Conviver com a riqueza não é novidade para a população de Ribeirão Preto. No início do século passado, as fazendas da região geravam 19% da receita do estado de São Paulo, então o maior produtor de café do mundo. O crack da bolsa de Nova York, em 1929, reduziu essa opulência a pó e inaugurou um novo ciclo, baseado na produção de grãos, laranja e cana-de-açúcar, que continuaram a manter os produtores de Ribeirão entre os mais bem-sucedidos do país. O Proálcool, nas décadas de 70 e 80, acarretou uma nova onda de prosperidade, que se esgotou em pouco mais de uma década, com o malogro do carro a álcool. O recente entusiasmo em torno do etanol remete, de certa forma, a essa última onda. "No princípio, muita gente pensou que fosse uma bolha", diz Cícero Junqueira Franco, um dos principais acionistas da Usina Vale do Rosário, que em fevereiro fundiu-se com a Santa Elisa. "Mas, na verdade, é um movimento muito mais sólido, que tem atraído instituições como o banco Goldman Sachs, que acaba de investir 400 milhões de reais em nossa empresa."
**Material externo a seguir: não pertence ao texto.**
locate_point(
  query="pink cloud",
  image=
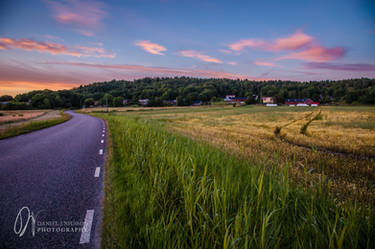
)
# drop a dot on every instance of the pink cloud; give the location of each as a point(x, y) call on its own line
point(151, 47)
point(53, 48)
point(293, 42)
point(317, 53)
point(79, 14)
point(199, 56)
point(264, 63)
point(144, 71)
point(86, 33)
point(225, 51)
point(240, 45)
point(359, 67)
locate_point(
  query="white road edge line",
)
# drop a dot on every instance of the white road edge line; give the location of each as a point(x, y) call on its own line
point(97, 172)
point(86, 229)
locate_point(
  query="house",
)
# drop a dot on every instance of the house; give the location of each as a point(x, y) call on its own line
point(125, 101)
point(232, 99)
point(143, 101)
point(170, 102)
point(268, 100)
point(228, 98)
point(301, 102)
point(197, 103)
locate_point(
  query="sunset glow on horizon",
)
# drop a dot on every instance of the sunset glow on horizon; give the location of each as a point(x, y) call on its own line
point(51, 44)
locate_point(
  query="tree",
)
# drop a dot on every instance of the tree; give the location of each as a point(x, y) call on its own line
point(107, 100)
point(75, 101)
point(6, 98)
point(117, 101)
point(89, 102)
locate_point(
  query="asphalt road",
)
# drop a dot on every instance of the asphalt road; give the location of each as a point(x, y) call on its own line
point(51, 183)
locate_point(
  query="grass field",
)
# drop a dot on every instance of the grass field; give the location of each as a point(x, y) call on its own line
point(245, 177)
point(20, 115)
point(30, 126)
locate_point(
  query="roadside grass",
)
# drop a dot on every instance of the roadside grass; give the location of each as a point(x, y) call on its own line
point(33, 126)
point(169, 191)
point(345, 156)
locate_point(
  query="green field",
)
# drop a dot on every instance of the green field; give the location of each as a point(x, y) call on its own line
point(219, 177)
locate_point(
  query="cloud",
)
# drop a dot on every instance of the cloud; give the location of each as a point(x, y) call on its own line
point(316, 53)
point(293, 42)
point(86, 33)
point(296, 41)
point(199, 56)
point(264, 63)
point(359, 67)
point(78, 14)
point(225, 51)
point(240, 45)
point(151, 47)
point(305, 46)
point(144, 71)
point(53, 48)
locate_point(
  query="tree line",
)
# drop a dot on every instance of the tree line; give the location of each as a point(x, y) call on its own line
point(186, 90)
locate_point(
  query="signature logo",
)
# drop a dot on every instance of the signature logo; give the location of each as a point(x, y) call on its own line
point(21, 224)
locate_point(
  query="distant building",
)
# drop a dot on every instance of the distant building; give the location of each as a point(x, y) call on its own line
point(143, 101)
point(268, 100)
point(170, 102)
point(228, 98)
point(197, 103)
point(232, 99)
point(301, 102)
point(125, 101)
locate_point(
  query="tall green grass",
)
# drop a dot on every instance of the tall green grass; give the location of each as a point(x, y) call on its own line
point(33, 126)
point(168, 191)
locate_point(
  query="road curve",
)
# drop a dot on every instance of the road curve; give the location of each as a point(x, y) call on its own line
point(51, 183)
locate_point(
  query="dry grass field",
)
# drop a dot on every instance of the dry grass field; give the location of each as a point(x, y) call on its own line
point(19, 115)
point(332, 146)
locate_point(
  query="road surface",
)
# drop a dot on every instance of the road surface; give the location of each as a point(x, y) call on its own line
point(51, 186)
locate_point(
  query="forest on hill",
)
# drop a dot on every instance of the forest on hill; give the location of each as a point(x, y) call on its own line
point(185, 90)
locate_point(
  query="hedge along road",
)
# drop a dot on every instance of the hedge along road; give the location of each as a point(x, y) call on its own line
point(52, 186)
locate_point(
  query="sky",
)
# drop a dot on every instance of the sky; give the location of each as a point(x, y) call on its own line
point(50, 44)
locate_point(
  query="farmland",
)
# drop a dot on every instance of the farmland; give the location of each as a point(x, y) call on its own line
point(228, 177)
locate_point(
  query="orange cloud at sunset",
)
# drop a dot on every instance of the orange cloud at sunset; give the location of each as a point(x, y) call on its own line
point(17, 87)
point(151, 47)
point(78, 14)
point(264, 63)
point(20, 78)
point(199, 56)
point(317, 53)
point(53, 48)
point(240, 45)
point(293, 42)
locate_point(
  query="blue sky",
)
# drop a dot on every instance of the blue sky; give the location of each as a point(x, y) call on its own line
point(62, 44)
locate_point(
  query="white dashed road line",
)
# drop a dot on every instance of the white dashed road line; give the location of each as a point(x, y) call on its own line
point(97, 172)
point(86, 229)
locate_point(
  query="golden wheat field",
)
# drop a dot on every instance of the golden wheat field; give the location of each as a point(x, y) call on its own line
point(334, 146)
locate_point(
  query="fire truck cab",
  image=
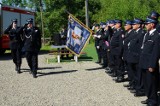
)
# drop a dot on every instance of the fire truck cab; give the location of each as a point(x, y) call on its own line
point(7, 13)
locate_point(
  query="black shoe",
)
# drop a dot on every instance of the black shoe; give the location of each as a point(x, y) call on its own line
point(108, 71)
point(113, 75)
point(107, 68)
point(144, 102)
point(130, 88)
point(18, 69)
point(104, 66)
point(133, 91)
point(98, 62)
point(126, 85)
point(150, 104)
point(138, 94)
point(118, 80)
point(34, 76)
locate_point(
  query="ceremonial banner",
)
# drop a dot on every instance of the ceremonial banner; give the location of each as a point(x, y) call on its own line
point(77, 36)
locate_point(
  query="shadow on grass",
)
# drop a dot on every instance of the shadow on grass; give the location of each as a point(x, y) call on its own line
point(7, 56)
point(71, 59)
point(59, 72)
point(92, 69)
point(40, 68)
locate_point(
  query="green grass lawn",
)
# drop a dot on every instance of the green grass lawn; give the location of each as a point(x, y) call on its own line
point(89, 49)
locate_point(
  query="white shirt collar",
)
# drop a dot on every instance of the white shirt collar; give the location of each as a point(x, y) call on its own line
point(151, 31)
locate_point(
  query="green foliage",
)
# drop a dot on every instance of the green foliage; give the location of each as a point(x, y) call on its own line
point(55, 15)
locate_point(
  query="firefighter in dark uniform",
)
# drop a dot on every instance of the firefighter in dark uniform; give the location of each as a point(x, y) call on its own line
point(129, 34)
point(63, 35)
point(32, 45)
point(96, 36)
point(134, 50)
point(103, 38)
point(15, 35)
point(116, 44)
point(155, 16)
point(149, 61)
point(110, 30)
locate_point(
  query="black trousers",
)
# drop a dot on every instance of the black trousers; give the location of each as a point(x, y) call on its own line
point(32, 60)
point(98, 54)
point(104, 56)
point(117, 65)
point(150, 80)
point(132, 71)
point(16, 56)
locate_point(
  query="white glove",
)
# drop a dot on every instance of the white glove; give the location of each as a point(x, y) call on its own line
point(95, 35)
point(98, 36)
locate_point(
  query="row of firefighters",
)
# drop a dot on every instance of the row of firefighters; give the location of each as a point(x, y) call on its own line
point(135, 52)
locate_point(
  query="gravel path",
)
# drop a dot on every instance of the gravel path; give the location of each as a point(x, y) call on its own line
point(64, 84)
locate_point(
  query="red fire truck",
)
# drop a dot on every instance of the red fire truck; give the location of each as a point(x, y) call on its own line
point(7, 13)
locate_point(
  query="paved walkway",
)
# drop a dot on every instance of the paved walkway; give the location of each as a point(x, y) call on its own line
point(63, 84)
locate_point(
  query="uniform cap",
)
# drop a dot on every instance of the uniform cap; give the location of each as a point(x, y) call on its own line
point(111, 22)
point(128, 22)
point(30, 20)
point(137, 21)
point(150, 20)
point(154, 14)
point(14, 20)
point(97, 25)
point(117, 21)
point(102, 23)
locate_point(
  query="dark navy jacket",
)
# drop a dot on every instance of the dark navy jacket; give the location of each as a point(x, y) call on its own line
point(134, 46)
point(15, 37)
point(150, 51)
point(128, 37)
point(32, 39)
point(97, 40)
point(116, 42)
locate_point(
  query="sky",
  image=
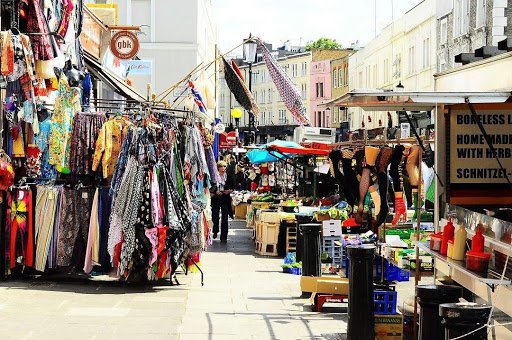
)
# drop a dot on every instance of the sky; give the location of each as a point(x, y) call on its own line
point(300, 21)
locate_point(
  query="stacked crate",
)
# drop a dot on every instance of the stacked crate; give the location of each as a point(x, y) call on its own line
point(267, 233)
point(332, 241)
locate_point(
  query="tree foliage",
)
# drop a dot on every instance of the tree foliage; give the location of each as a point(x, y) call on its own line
point(323, 43)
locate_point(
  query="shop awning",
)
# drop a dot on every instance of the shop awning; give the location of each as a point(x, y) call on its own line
point(108, 77)
point(281, 150)
point(378, 100)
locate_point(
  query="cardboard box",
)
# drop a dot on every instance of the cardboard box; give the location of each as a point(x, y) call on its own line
point(308, 283)
point(331, 228)
point(325, 285)
point(241, 211)
point(389, 327)
point(335, 285)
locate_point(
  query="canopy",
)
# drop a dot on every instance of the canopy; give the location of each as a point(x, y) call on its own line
point(281, 150)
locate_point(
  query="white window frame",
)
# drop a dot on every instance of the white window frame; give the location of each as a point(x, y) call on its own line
point(481, 13)
point(444, 31)
point(412, 60)
point(426, 53)
point(461, 12)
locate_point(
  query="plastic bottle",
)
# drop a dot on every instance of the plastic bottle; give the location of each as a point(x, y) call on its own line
point(448, 233)
point(477, 242)
point(459, 244)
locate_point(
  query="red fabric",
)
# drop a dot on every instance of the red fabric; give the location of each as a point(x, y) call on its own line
point(299, 151)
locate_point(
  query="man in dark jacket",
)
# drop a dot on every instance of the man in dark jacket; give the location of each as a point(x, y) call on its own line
point(221, 202)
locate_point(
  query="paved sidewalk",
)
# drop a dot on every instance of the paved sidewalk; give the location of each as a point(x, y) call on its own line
point(245, 296)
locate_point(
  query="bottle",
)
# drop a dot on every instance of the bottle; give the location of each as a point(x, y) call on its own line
point(459, 244)
point(477, 242)
point(448, 232)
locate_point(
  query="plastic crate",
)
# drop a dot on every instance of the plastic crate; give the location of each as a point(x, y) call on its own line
point(385, 301)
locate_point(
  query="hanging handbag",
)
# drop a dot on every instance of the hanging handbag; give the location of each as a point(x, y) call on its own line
point(6, 171)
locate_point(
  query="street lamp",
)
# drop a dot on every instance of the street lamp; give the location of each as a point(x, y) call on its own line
point(250, 47)
point(236, 113)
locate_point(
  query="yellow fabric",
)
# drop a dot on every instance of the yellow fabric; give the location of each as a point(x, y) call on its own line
point(108, 145)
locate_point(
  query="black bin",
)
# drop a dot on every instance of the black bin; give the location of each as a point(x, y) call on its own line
point(361, 318)
point(463, 318)
point(429, 298)
point(311, 249)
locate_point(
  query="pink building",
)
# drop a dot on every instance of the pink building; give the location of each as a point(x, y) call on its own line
point(320, 87)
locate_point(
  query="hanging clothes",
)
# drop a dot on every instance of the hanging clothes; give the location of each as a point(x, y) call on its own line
point(46, 207)
point(42, 140)
point(86, 129)
point(108, 145)
point(20, 228)
point(66, 106)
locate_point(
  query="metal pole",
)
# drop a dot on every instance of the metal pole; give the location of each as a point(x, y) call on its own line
point(418, 225)
point(251, 114)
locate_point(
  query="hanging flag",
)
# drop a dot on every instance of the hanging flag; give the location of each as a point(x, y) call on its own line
point(239, 89)
point(197, 97)
point(289, 93)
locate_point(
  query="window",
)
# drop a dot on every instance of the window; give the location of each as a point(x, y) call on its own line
point(282, 117)
point(460, 17)
point(295, 70)
point(426, 53)
point(397, 66)
point(412, 60)
point(481, 9)
point(304, 69)
point(375, 74)
point(444, 31)
point(319, 90)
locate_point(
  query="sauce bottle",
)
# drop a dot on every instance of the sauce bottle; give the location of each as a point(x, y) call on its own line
point(448, 233)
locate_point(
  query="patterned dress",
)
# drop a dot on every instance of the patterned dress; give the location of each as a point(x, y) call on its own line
point(66, 106)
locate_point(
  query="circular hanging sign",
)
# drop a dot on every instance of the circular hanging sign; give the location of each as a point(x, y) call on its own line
point(219, 128)
point(124, 45)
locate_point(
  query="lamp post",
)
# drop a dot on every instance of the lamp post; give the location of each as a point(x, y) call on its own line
point(236, 113)
point(250, 47)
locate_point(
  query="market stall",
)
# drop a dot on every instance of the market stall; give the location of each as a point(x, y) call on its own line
point(93, 186)
point(471, 167)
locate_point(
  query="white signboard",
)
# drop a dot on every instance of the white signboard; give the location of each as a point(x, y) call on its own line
point(471, 159)
point(405, 130)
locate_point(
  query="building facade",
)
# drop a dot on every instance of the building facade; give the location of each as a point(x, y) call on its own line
point(175, 37)
point(274, 120)
point(403, 53)
point(321, 88)
point(465, 26)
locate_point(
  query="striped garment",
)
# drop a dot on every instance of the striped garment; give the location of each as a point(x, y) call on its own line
point(287, 90)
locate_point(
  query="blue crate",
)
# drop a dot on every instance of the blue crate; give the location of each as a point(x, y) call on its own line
point(391, 272)
point(385, 302)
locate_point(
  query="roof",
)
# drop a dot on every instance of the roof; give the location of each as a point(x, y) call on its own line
point(378, 100)
point(115, 82)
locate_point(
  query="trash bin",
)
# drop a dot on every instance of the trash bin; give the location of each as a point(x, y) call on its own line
point(464, 317)
point(301, 219)
point(361, 318)
point(311, 249)
point(429, 298)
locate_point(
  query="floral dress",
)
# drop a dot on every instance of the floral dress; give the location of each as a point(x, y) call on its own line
point(66, 106)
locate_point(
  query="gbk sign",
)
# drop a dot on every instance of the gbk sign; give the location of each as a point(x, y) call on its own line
point(124, 45)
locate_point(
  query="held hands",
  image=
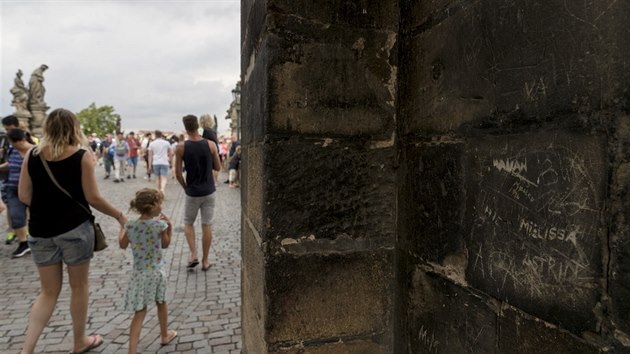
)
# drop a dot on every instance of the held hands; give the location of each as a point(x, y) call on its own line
point(122, 219)
point(166, 219)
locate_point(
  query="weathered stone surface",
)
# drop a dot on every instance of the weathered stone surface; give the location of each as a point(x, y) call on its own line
point(253, 184)
point(382, 14)
point(536, 235)
point(441, 317)
point(467, 61)
point(331, 297)
point(431, 212)
point(619, 268)
point(522, 334)
point(339, 82)
point(254, 101)
point(253, 290)
point(346, 347)
point(334, 189)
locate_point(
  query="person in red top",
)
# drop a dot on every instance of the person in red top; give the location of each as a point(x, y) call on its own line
point(134, 145)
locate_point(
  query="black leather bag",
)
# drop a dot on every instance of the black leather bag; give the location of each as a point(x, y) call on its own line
point(100, 242)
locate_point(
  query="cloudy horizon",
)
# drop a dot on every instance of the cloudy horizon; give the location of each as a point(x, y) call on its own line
point(153, 61)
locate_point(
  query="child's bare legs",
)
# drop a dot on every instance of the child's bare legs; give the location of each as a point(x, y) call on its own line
point(166, 335)
point(136, 328)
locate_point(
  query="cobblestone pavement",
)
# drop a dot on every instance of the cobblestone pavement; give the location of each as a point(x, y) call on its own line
point(204, 307)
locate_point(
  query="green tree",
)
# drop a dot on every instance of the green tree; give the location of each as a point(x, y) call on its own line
point(99, 120)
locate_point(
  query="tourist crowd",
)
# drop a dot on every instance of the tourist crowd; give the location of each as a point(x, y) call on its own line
point(49, 184)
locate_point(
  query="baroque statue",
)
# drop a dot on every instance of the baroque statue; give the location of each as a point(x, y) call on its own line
point(20, 95)
point(36, 87)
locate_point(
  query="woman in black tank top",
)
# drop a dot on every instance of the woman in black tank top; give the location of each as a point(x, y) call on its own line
point(61, 231)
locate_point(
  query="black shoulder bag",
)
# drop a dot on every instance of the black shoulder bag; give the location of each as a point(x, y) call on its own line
point(100, 243)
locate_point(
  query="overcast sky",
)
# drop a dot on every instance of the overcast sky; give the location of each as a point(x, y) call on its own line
point(153, 61)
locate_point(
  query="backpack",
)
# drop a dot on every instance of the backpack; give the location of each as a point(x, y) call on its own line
point(121, 149)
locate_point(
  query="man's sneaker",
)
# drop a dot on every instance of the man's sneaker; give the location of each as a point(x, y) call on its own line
point(21, 251)
point(10, 237)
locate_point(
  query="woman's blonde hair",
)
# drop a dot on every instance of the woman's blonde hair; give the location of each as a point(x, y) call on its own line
point(61, 128)
point(146, 200)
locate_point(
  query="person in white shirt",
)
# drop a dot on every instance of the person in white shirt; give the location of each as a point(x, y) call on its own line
point(160, 155)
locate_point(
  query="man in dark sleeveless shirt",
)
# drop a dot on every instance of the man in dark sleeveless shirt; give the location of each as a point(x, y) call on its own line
point(200, 156)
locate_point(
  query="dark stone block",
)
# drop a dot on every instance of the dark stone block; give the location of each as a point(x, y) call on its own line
point(255, 97)
point(534, 220)
point(329, 297)
point(345, 347)
point(431, 212)
point(252, 178)
point(521, 334)
point(332, 81)
point(253, 16)
point(254, 307)
point(381, 14)
point(328, 189)
point(437, 316)
point(619, 267)
point(467, 61)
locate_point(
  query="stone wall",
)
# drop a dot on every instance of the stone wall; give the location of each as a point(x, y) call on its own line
point(436, 176)
point(319, 91)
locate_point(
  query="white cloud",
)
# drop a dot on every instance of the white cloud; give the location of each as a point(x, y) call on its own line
point(154, 61)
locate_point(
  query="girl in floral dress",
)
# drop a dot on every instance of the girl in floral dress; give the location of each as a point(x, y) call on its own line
point(147, 235)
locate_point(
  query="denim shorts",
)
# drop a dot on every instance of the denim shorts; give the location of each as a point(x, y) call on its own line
point(17, 209)
point(204, 204)
point(160, 170)
point(73, 247)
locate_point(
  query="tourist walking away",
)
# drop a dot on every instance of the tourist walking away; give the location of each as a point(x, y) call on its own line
point(134, 146)
point(207, 123)
point(8, 123)
point(144, 151)
point(121, 154)
point(17, 209)
point(160, 159)
point(107, 151)
point(200, 156)
point(235, 163)
point(147, 235)
point(61, 229)
point(174, 140)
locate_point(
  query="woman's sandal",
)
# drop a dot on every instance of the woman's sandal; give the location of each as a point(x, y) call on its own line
point(96, 341)
point(169, 339)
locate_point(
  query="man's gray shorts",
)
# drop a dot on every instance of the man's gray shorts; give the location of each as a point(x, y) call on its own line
point(204, 204)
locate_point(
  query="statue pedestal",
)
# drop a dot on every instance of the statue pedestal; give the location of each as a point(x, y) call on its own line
point(37, 121)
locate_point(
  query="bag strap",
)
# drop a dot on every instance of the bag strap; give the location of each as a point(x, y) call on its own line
point(52, 178)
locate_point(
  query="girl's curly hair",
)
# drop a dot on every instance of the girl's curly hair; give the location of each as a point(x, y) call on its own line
point(146, 200)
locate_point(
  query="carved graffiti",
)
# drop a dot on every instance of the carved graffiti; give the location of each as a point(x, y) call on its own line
point(534, 225)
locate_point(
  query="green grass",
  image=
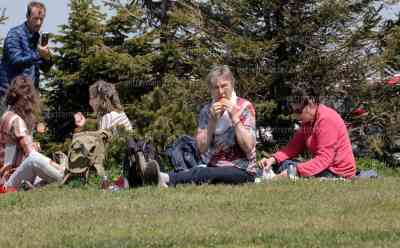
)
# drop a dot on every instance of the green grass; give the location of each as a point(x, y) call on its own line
point(304, 213)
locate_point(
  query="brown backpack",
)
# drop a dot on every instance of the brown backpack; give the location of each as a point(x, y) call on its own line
point(87, 150)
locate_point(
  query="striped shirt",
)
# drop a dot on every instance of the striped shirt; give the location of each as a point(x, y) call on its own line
point(15, 135)
point(114, 119)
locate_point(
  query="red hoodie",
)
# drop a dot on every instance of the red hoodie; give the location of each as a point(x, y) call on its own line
point(328, 141)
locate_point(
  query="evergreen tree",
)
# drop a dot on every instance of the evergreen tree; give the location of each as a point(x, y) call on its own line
point(158, 53)
point(3, 18)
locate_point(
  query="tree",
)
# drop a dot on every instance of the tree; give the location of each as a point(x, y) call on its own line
point(3, 18)
point(158, 53)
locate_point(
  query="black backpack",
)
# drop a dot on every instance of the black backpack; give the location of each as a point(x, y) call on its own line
point(141, 163)
point(183, 154)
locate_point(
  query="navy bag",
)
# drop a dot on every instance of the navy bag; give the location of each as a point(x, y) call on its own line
point(183, 154)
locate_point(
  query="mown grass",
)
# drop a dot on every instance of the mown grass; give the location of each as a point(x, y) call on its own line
point(303, 213)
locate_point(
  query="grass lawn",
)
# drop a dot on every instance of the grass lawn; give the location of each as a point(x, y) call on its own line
point(303, 213)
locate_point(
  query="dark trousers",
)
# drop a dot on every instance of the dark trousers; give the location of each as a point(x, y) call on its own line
point(211, 175)
point(287, 163)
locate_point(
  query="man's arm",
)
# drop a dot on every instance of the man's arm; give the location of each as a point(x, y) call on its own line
point(243, 121)
point(244, 137)
point(207, 123)
point(204, 137)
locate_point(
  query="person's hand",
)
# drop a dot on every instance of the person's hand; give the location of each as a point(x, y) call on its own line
point(80, 119)
point(266, 163)
point(44, 52)
point(216, 110)
point(232, 109)
point(41, 127)
point(36, 146)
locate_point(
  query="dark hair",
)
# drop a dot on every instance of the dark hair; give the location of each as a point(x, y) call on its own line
point(23, 99)
point(32, 5)
point(106, 98)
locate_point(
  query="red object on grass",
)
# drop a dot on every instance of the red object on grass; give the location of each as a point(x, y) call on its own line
point(358, 112)
point(3, 189)
point(393, 80)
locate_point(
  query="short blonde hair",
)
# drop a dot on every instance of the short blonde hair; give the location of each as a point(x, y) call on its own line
point(220, 72)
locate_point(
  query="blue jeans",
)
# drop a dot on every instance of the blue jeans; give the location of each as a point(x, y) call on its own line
point(291, 166)
point(211, 175)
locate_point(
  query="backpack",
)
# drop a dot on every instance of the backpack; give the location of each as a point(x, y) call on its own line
point(141, 163)
point(87, 150)
point(183, 154)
NA NOVA ONDA DO ETANOL, AS USINAS DE RIBEIRÃO ressurgiram como potências. São colossos que têm protagonizado algumas das negociações mais eletrizantes do setor. Nos últimos sete meses, três operações envolvendo abertura de capital, fusões e aquisições -- os IPOs das usinas São Martinho e Guarani (pertencente ao grupo francês Tereos) mais a fusão das usinas Santa Elisa com a Vale do Rosário -- movimentaram quase 2,5 bilhões de reais, o equivalente à metade do produto interno bruto anual da cidade de Ribeirão Preto. Apenas a fusão da Santa Elisa com a Vale do Rosário -- dando origem à gigantesca Santelisa Vale, a segunda maior empresa do setor, atrás da Cosan -- envolveu recursos da ordem de 1,3 bilhão de reais, destinados à compra das ações que estavam em poder de 109 acionistas minoritários. "Foi uma operação completamente sui generis, pois pela primeira vez o dinheiro saiu da esfera das empresas e foi parar diretamente nas mãos das pessoas", diz Maurílio Biagi Filho, dono do grupo Maubisa Agrícola. "Quase todos eram fazendeiros ou seus herdeiros, que acabaram investindo em terras ou outros negócios, boa parte deles fora da região. Mas alguns fizeram umas besteirinhas por aí."